“O Papa é argentino, mas Deus é brasileiro”. Foi a reação, em tom de blague, do presidente Jair Bolsonaro, ao comentar a audiência mantida, ontem, no Vaticano, entre o papa Francisco e o ex-presidente do Brasil, Luiz Inácio Lula da Silva (PT), que se mantém em liberdade enquanto aguarda decisão da Justiça sobre vários processos a que responde, inclusive, por corrupção e lavagem de dinheiro. Na legenda de foto publicada no Twitter, Lula disse que conversou sobre “um mundo mais justo e fraterno”. Conforme a assessoria do petista, a reunião durou cerca de uma hora.
Lula chegou ao Vaticano por volta de 15h30 (horário local) a bordo de um automóvel com vidro fumê. A Santa Sé informou que não vai divulgar um comunicado oficial sobre o encontro devido a seu caráter privado. Mais tarde, Lula concedeu uma entrevista coletiva onde afirmou que o papa “quer fazer coisas que sejam irreversíveis, que fiquem para sempre no seio da sociedade”. Ele disse que ficou muito satisfeito com o encontro que teve com o Pontífice. “Acho que se todo ser humano, ao atingir os 84 anos, tiver a força, a disposição e a garra que ele tem, e levantar temas importantes para o debate, a gente pode encontrar soluções para os problemas do mundo de forma mais fácil”, expressou o petista.
Questionado sobre problemas ambientais, Lula afirmou que não foi ao encontro para discutir especificamente a Amazônia, mas problemas ambientais em geral. Ele citou que leu a “exortação”, espécie de documento no qual o papa orienta a Igreja, elaborada por Francisco e publicada ontem no site do Vaticano, e afirmou que concorda com o teor do texto. O documento foi elaborado após o Sínodo da Amazônia, realizado em outubro passado. O Sínodo especial (tipo deste evento que trata de uma região específica) foi anunciado por Francisco em 2017. Esse tipo de reunião serve como ferramenta para o papa consultar e observar debates sobre o tema a fim de produzir um material para fornecer diretrizes ao clero. Na exortação citada por Lula, o papa Francisco critica governos que se arvoram em argumentos como o de “não entregar a Amazônia”.

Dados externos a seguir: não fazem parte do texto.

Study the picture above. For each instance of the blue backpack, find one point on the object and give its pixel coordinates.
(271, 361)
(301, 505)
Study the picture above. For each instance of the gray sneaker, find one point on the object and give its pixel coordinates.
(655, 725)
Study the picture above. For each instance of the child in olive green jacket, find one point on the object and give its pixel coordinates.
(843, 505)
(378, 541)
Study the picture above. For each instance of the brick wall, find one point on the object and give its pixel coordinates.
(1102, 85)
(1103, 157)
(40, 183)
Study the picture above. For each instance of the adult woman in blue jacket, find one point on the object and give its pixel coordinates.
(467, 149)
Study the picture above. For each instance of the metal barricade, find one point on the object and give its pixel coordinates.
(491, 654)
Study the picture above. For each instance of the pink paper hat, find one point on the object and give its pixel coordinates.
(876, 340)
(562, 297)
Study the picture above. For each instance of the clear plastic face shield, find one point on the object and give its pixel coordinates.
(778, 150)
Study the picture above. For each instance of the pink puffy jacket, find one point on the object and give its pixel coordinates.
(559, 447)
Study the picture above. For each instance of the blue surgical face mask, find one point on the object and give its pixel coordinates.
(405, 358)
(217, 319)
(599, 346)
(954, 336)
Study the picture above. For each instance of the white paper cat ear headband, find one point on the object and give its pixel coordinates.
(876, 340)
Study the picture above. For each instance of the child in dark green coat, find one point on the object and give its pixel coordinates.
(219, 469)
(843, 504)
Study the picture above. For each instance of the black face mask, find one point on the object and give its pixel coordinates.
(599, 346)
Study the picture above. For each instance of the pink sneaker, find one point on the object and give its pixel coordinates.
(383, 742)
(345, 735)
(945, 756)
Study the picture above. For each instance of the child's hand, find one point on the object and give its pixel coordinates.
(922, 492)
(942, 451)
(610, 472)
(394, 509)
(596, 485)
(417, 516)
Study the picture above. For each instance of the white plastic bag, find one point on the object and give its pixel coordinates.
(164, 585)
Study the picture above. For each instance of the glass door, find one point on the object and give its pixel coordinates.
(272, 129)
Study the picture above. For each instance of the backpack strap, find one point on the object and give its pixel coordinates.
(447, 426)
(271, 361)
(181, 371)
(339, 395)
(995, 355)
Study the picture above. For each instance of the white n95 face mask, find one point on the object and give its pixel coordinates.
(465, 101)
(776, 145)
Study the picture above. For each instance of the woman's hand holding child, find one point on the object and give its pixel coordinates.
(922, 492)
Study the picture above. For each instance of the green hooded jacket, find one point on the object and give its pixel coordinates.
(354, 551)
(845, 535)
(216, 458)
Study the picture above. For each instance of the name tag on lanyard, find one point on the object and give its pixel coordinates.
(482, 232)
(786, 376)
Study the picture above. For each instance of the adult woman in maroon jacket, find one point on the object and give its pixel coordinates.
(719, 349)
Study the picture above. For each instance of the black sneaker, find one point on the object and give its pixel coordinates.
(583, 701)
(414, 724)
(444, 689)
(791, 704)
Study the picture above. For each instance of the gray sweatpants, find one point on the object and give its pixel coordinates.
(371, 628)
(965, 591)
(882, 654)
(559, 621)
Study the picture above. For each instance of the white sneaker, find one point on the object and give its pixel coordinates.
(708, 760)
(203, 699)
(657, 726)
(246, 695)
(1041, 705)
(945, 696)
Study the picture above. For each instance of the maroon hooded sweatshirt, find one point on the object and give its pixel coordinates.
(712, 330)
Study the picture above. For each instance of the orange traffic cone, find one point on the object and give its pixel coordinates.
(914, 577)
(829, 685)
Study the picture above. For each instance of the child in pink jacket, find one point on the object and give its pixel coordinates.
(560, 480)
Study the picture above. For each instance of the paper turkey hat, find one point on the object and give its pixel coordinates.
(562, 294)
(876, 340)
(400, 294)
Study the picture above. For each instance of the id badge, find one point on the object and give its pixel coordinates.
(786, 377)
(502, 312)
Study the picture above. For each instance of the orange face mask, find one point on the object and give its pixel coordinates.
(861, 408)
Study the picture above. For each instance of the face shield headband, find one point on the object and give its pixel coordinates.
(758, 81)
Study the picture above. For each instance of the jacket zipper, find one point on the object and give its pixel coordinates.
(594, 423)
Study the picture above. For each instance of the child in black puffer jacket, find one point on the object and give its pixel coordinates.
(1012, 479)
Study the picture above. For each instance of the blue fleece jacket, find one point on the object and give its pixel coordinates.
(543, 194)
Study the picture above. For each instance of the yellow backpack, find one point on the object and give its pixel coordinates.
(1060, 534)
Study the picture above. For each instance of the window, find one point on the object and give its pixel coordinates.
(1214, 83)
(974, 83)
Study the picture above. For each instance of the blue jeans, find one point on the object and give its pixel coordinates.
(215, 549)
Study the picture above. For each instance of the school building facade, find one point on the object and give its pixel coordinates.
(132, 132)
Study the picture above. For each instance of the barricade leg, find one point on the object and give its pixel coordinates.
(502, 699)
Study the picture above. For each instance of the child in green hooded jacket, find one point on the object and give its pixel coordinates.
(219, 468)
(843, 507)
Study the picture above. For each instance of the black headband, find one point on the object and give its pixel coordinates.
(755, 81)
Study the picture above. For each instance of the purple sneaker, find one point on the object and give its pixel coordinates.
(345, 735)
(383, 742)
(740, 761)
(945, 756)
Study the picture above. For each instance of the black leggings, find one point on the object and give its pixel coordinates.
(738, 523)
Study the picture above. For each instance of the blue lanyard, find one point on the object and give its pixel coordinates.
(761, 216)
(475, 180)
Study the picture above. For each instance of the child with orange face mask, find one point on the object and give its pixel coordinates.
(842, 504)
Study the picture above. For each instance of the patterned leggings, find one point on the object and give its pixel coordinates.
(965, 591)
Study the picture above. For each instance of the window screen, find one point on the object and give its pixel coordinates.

Para aumentar esta confusão, contribuíram alguns slogans, nomeadamente o de “não entregar”, como se a citada sujeição fosse provocada apenas por países estrangeiros, quando os próprios poderes locais, com a desculpa do progresso, fizeram parte de alianças, com o objetivo de devastar, de maneira impune e indiscriminada, a floresta com as formas de vida que abriga”, escreveu Francisco. “A segunda coisa (que nós conversamos) foi a questão ambiental. Há uma má vontade, apesar dos discursos, dos governantes preocupados com a questão ambiental (…) Enquanto a gasolina for barata, não há interesse em mudar a matriz energética da maioria dos países. Nós estamos percebendo eu é levar muito a sério um novo modelo de produção de energia”, disse Lula após o encontro com o papa.
A reunião entre Lula e Francisco só foi possível após uma decisão da Justiça Federal do DF, que adiou um depoimento que o ex-presidente iria conceder no âmbito da Operação Zelotes – inicialmente marcado para o último dia 11, data de sua viagem à Europa. O juiz Ricardo Augusto Soares Leite autorizou e a audiência foi remarcada para o dia 19. Lula retorna ao Brasil no sábado, 15. Em abril passado, poucos dias antes de completar um ano encarcerado na Superintendência da Polícia Federal em Curitiba, o ex-presidente escreveu uma carta ao papa em que disse estar lutando por sua inocência. “Estou preso porque os poderosos querem destruir toda a rede de proteção e cuidados que construímos para os excluídos”, escreveu Lula no dia 5 de abril de 2019, terminando o texto com “gostaria de contar com seu apoio e amizade, reze por mim”. Cerca de um mês depois, Francisco respondeu à carta do ex-presidente. Nela, citou um discurso que fez no dia primeiro daquele ano, no qual afirmou que a política deve ser ferramenta para “criar condições de um futuro digno e justo”.